Yulya’s breasts were large and heavy but, once she was fully undressed, so were her thighs and her buttocks. I never mentioned this to her – I really didn’t care – but
she would bring it up herself often.
‘I was so much thinner before,’ she said one of the first times we met.
‘You are thin.’
We were lying naked on my couch, which I had recently covered with blue washable fabric. Through the balcony, the summer breeze carried the sounds and smells of traffic into my flat.
‘I could eat whatever I wanted,’ she said. ‘Really, I never used to put any weight on. I was so thin, you should have seen me. Now, even if I starve myself for a week, I
can’t get rid of the extra kilos. I hope it’s just a phase.’
‘Perhaps you could join a gym,’ I said, staring up at the wall, my eyes fixed on Ganesh.
‘You think I’m fat?’
‘Not at all, I like your figure. You are very sexy.’
‘Thanks. I don’t have time to go to a gym.’
One day, at the end of our two hours, Yulya was slipping into her jeans when she told me she had started to visit a masseur twice a week. The masseur, she said, massaged her thighs for an hour
to release the excess fat and redistribute it within her body. I told her that this method of losing weight was unknown in the West and that, to me, it didn’t sound very scientific. She
insisted that these massages were the latest fashion in Moscow, but I found myself wondering if this was true or if the masseur was perhaps just another guy she was also fucking on a fixed
schedule.
O
N WARM EVENINGS THE
air inside my flat became stuffy and I’d have to open the balcony doors. If there was a breeze, the air from the street was
fresh, but, when the evening was still, the smoke from the grill at Scandinavia reached my sixth-floor balconies and the entire flat smelled of burnt animal fat.
The summer terrace at Scandinavia, I’d learned, opened every year as soon as the last snow of the season had melted. At first, when the evenings remained chilly, they provided blankets and
mushroom gas-heaters but, as the days got warmer, the blankets disappeared and the clientele, mostly expats, flocked to the terrace, attracted by cold beer on tap and hamburgers that were grilled
until midnight.
The Exile
said Scandinavia made the best burgers in town.

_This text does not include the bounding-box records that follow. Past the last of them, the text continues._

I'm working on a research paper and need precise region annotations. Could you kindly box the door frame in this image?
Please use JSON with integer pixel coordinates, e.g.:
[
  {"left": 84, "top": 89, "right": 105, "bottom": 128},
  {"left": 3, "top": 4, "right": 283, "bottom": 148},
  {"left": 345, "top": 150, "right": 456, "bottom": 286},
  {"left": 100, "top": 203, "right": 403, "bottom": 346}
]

Sometimes, when I walked into my building, I would see guys I knew from football chilling out on the terrace. I’d have to stop to greet them and, if I wasn’t alone, they would ogle
my companion, usually nodding in approval – an approval I had not sought, and which annoyed me, really. Later, at night, from my living room, with the balconies open, I could hear their
voices which by then would be drunk and loud.

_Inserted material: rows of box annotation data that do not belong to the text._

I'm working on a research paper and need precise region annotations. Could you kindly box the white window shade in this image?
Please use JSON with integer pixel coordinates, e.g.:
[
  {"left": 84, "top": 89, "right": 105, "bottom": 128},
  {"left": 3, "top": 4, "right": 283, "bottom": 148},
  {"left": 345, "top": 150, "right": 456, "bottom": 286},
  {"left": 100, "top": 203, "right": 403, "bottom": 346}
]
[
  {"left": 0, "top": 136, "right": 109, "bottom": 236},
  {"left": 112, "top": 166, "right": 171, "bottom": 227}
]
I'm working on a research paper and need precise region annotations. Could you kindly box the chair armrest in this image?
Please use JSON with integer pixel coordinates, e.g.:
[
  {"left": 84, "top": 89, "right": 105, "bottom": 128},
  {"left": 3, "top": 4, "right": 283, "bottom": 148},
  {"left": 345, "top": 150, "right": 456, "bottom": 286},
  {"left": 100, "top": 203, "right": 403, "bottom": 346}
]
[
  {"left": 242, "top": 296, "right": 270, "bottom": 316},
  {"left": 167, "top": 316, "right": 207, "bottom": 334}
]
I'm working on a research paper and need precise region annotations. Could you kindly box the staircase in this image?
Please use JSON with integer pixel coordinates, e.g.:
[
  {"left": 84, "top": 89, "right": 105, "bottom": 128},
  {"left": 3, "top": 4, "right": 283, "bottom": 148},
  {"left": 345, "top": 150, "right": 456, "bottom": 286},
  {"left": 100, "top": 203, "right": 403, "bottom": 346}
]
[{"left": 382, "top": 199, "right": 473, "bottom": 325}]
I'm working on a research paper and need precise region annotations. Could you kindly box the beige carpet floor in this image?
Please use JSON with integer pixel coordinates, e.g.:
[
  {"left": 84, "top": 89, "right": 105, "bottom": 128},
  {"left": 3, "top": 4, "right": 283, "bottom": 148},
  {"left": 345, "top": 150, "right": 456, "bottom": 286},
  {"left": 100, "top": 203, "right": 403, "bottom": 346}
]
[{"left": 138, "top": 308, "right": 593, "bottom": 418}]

I enjoyed it when Lena spent the night. She brought me old soviet films that she’d seen a hundred times, comedies usually, the jokes mostly lost on me, and when she saw that I didn’t
laugh she would pause the film and try to fill in the cultural and linguistic nuances she thought I was missing. I found her explanations interesting because they revealed, if not Russian thinking
per se, at least a great deal about soviet aesthetics. But, despite Lena’s efforts, I rarely got what was comical about the scenes, which to me seemed clown-like and childish, and at a
certain point I had to pretend that I, too, found them funny so that we could move on and watch the rest of the film.
At night, before falling asleep, we would lie reading on the couch. She was always nose-deep in some spiritual book or self-help manual, Lena, about the power of meditation or compassion or
friendship, and every time she encountered a new concept – an insight she found revealing – she would read it aloud to me, hoping that I’d embrace it at once as she had, and she
would get pissed off when I teased her and didn’t take her books seriously. It seemed to me that most of Lena’s books talked about the same crap – about refusing temptation and
attachment and material pleasure, about how we all needed to focus instead on the spiritual world around us.